Now that we've cloned WhiteRose, let's take a closer look at the remote repository!

$ cd WhiteRose
$ git remote 

//Output Below

origin

Nice! Using git remote, we can see that the git clone command from earlier added WhiteRose as origin.

Origin

But where does the origin remote actually point to?

$ git remote show origin 

//Output Below

* remote origin  
Fetch URL: https://github.com/Elliot/WhiteRose.git  
Push URL: https://github.com/Elliot/WhiteRose.git  
HEAD branch: master  
Remote branch:    
master tracked
...

There! Using git remote show with the short name of the remote, we can see that it points to URLs and that its HEAD points to master branch.

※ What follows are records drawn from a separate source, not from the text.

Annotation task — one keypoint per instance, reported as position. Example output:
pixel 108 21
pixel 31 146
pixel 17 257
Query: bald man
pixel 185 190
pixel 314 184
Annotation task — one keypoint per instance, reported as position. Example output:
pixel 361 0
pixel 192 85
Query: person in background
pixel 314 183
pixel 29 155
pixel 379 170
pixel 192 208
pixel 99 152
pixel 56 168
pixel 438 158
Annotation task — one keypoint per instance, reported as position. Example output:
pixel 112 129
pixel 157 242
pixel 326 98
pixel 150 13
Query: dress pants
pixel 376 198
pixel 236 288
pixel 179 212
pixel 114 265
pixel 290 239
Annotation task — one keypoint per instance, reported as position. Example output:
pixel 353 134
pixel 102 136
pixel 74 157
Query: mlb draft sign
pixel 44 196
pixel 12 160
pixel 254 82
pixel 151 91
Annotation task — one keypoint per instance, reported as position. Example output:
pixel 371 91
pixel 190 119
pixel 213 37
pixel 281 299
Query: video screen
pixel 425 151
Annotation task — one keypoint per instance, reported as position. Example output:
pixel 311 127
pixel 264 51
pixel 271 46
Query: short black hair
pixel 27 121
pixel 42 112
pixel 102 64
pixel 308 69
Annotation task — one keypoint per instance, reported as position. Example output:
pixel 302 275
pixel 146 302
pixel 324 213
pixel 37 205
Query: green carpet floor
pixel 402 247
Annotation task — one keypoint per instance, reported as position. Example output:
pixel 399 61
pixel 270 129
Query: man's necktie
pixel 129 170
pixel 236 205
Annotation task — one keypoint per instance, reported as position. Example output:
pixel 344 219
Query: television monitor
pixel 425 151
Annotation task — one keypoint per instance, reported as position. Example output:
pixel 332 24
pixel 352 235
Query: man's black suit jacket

Psst: origin is just a convention, a name that's automatically given to a remote for which we don't specify a name.

Fetching changes

If the remote has changes in its, say, master branch that we want to bring to our local repository, we need to fetch them.

$ git fetch origin master

//Output Below

remote: Counting objects: 3, done.
remote: Total 3, reused 0
Unpacking objects: 100% (3/3), done.
From https://github.com/Elliot/WhiteRose.git 
* branch            master     -> FETCH_HEAD   
c07222e..1b18076  master     -> origin/master

Great! Using git fetch with origin and master brings these changes to a branch in our local repository called origin/master.

Merging fetched changes

Now that we've fetched the changes, we need to merge them from the origin/master branch into master.

$ git merge origin/master master

//Output Below

Updating 4b45192..c239b52
Fast-forward cookie.txt
1 insertion(+), 5 deletions(-)

Sweet! We've used git merge to bring the changes we fetched into origin/master to the master branch of our local repository.

Pulling changes

Now, pulling is what we do to bring a branch in our local repository up-to-date with its remote version.

$ git pull origin master 

//Output Below

remote: Counting objects: 3, done.
remote: Total 3, reused 0
Unpacking objects: 100% (3/3), done.
From https://github.com/Elliot/WhiteRose.git 
* branch            master     -> FETCH_HEAD   
c07222e..1b18076  master     -> origin/master
Updating c07222e..1b18076
Fast-forward cookie.txt
1 file changed, 2 insertions

Great! Notice how similar this is to fetching and merging at the same time? Well, that's exactly what git pull does.

Pushing

Finally, let's find out how we can get our local changes to the remote repository!

$ git add README.md
$ git commit -m "Add title to README"
$ git push origin master

//Output Below

Counting objects: 3, done.
Writing objects: 100% (3/3), 292 bytes
Total 3, reused 0
To https://github.com/Elliot/WhiteRose.git 
1b18076..c07222e master -> master 

Nice! git push, well, pushes commits from our local repository to the remote.

Psst: we need to commit changes before we can push them to the remote.